# Windows 2003 server upgrade gives BSOD



## svcodemonkey (Jul 3, 2009)

I have Dell 4600 that was running 2000 server with Nvida.

So, I try to upgrade it to Windows 2003 server and I got BSOD in the middle of upgrade. The message is 'Page_fault_in_nonpaged_area'. This is what I have done so far

1) Boot up using BartPC to do a checkdisk on harddrive. 
2) Replace 512MB with 2G RAM

So far, none of the above resolves this problem. Now, the kicker is the system is in a noman's land. i.e I cannot go back to 2000 as it is in the middle of upgrade and I am not in 2003 either.

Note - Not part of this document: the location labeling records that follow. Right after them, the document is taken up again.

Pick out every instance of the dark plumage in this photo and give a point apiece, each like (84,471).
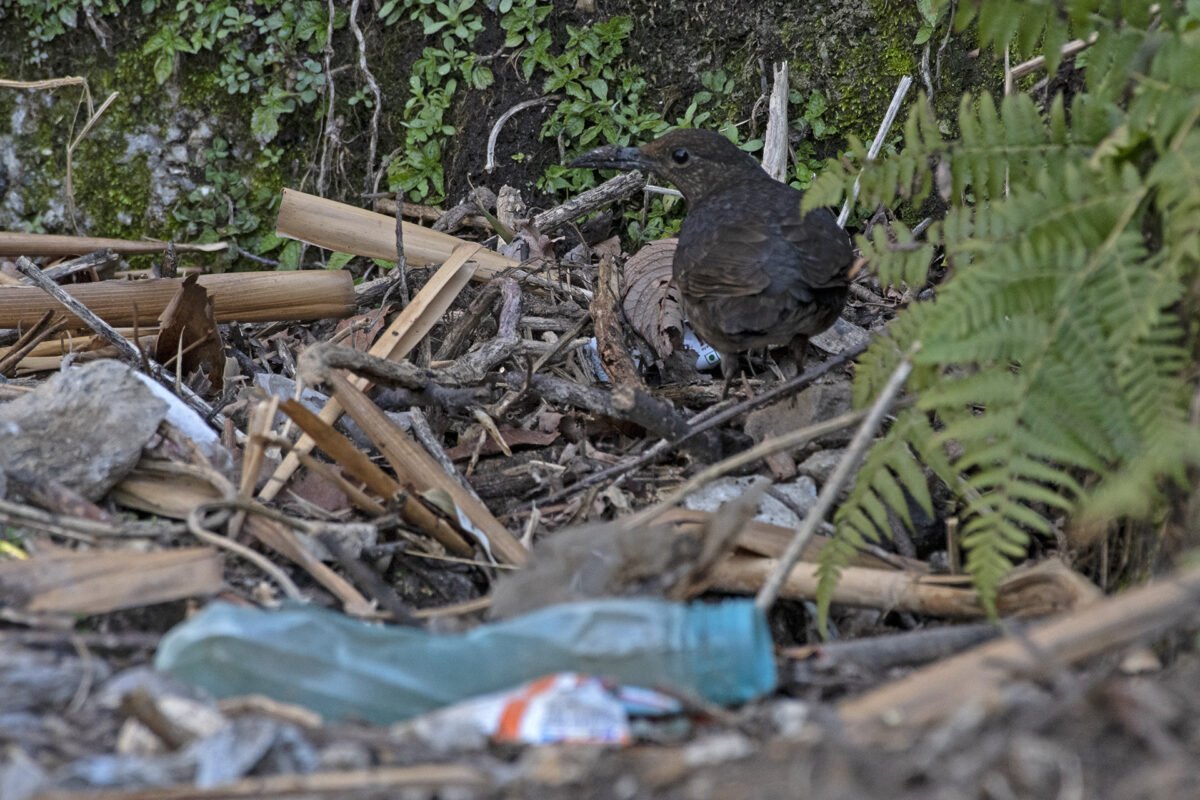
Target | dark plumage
(753,271)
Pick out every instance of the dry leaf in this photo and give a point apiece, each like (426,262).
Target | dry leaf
(187,326)
(652,301)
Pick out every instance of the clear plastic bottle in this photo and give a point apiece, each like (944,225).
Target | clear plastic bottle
(345,668)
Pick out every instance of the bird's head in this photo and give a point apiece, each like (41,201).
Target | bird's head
(695,161)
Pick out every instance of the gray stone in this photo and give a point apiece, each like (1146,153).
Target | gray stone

Prior to the installation, I run the 2003 compatibility check and it did complain about a CD-ROM driver (Roxio) and fax services. I did uninstall all the software that uses Roxio. As for the fax services, I was never able to uninstall and I just continue with the upgrade.

Any help is much appreciated.


----------



## srhoades (May 15, 2003)

I would still test the RAM even though you replaced it as it could be a bad slot.


----------



## svcodemonkey (Jul 3, 2009)

My biggest problem is I can't go backward or move forward with the half-upgraded box. I think I can offload all the data to another drive, reformat and reinstall Win 2000. However, that's a lot of work. If there is some way I can revert back to Win 2000, that would be great.


----------



## avisitor (Jul 13, 2008)

Well, you could restore the backup of the 2K System State that you took before you started the upgrade.

PAGE_FAULT_IN_NONPAGED_AREA generally implies bad ram or other hardware issues.


----------



## svcodemonkey (Jul 3, 2009)

I think there must be some incompatible drivers that choke the upgrade. I don't have PAGE_FAULT_IN_NONPAGED_AREA issues prior to the 2003 upgrade..


----------



## avisitor (Jul 13, 2008)

What we haven't got straight yet is whether or not you took a backup before you started. If you did, that's the obvious choice.

If not, take one now, so whatever you do doesn't screw things up worse. Then you can see if you can reinstall 2K or repair install.


----------



## svcodemonkey (Jul 3, 2009)

No, I do not do a backup 

I am going to take the drive from Dell 4600 and make it a slave drive of another system I have; back up the data to a USB drive, put the drive back and do a clean install.

What a way to spend a day on July 4th


----------



## DoubleHelix (Dec 10, 2004)

This is a business production server, and you didn't do a backup before you started? Seriously?


----------



## svcodemonkey (Jul 3, 2009)

Nah.This is a home 'sandbox' server so I didn't do a backup. I will be fired if I do stupid thing like not doing backup in production.


----------